Moramanga (Agenzia Fides) – Secondo i dati diffusi dall’Ufficio nazionale per i disastri, sono almeno 200 mila le persone colpite dal passaggio del ciclone tropicale Giovanna il 13 febbraio (vedi Fides 14/2/2012; 16/2/2012; 17/2/2012), circa 40 mila quelle costrette ad abbandonare le proprie abitazioni a causa delle violente inondazioni, mentre i venti e le piogge hanno distrutto circa 8.475 case e demolito completamente altre 4.230 abitazioni. Il ciclone, di categoria quattro, ha provocato, inoltre almeno 17 vittime e 77 feriti, oltre a quattro dispersi.

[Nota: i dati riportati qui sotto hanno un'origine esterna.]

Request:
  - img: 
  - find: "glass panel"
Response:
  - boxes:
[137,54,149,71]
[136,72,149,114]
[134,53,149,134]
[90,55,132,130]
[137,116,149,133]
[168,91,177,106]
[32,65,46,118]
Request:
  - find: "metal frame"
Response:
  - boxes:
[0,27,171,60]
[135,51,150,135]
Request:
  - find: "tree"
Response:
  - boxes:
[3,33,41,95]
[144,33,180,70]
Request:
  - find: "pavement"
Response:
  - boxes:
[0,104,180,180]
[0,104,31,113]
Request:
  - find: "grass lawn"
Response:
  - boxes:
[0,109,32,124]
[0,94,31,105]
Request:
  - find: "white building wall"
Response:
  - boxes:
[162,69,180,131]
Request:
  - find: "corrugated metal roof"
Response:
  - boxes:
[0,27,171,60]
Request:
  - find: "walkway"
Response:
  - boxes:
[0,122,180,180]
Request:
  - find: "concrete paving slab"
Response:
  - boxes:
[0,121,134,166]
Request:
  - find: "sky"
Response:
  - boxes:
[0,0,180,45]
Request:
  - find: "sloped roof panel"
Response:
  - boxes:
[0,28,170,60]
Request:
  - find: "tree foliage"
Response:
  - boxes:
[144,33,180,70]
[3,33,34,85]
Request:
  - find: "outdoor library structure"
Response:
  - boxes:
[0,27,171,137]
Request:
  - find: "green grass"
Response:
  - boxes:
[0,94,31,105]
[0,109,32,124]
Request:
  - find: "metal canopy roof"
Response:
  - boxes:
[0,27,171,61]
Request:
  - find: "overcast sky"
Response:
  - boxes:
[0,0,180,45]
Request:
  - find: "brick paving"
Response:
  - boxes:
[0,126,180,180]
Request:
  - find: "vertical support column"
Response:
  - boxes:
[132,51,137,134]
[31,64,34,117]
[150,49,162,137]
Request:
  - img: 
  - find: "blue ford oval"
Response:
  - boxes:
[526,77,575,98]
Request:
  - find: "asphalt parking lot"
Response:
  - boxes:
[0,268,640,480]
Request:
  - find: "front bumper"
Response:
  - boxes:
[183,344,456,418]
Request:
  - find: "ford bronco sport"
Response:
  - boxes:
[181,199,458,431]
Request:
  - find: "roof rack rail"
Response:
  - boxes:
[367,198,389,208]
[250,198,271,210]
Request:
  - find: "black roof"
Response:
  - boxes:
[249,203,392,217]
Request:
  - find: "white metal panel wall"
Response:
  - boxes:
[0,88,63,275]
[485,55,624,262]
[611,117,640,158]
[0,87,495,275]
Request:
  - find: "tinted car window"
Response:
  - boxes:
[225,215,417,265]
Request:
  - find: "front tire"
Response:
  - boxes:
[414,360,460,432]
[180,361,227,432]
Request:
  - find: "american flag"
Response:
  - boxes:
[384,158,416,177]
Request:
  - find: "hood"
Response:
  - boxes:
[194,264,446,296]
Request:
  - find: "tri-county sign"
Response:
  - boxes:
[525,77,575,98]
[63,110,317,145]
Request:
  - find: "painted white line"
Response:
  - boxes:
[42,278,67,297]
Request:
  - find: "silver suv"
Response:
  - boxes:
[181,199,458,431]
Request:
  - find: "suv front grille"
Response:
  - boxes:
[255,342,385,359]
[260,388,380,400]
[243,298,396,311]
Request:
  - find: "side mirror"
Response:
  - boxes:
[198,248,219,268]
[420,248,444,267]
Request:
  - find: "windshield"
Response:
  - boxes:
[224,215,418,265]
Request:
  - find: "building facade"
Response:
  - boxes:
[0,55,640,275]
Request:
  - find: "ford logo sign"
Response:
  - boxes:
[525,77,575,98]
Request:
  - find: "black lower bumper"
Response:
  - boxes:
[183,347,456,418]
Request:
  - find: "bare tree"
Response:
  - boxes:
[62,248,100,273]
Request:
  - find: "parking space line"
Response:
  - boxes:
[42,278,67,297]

Oltre 100 tra scuole, ospedali, chiese e uffici sono stati danneggiati. “Finalmente sono riuscito a arrivare ad Andasibe - ha scritto all’Agenzia Fides il Vescovo di Moramanga, Sua Ecc. Mons. Gaetano Di Pierro -, perchè a causa dell’alluvione, creata dal ciclone, era impossibile raggiungere il villaggio situato a 140 Km da Antananarivo, nel Madagascar dell’est. Ho avuto modo di incontrarmi con il sindaco del villaggio, che si è messo già all’opera per i primi soccorsi. Sono arrivati anche alcuni responsabili di Catholique Relief Service (CRS), con i quali abbiamo iniziato a valutare i danni e a pensare alla strategia da mettere in moto per l’eventuale distribuzione di aiuti che possono arrivare alla gente. Con questi responsabili abbiamo fatto anche un sopralluogo nella città di Moramanga. Ringrazio tutte le persone di buona volontà che ci sono vicine soprattutto con la preghiera. Grazie da parte mia e di tutta la cittadinanza di Moramanga e di tutti i fedeli della mia Diocesi”, conclude mons. Di Pierro (AP) (20/2/2012 Agenzia Fides)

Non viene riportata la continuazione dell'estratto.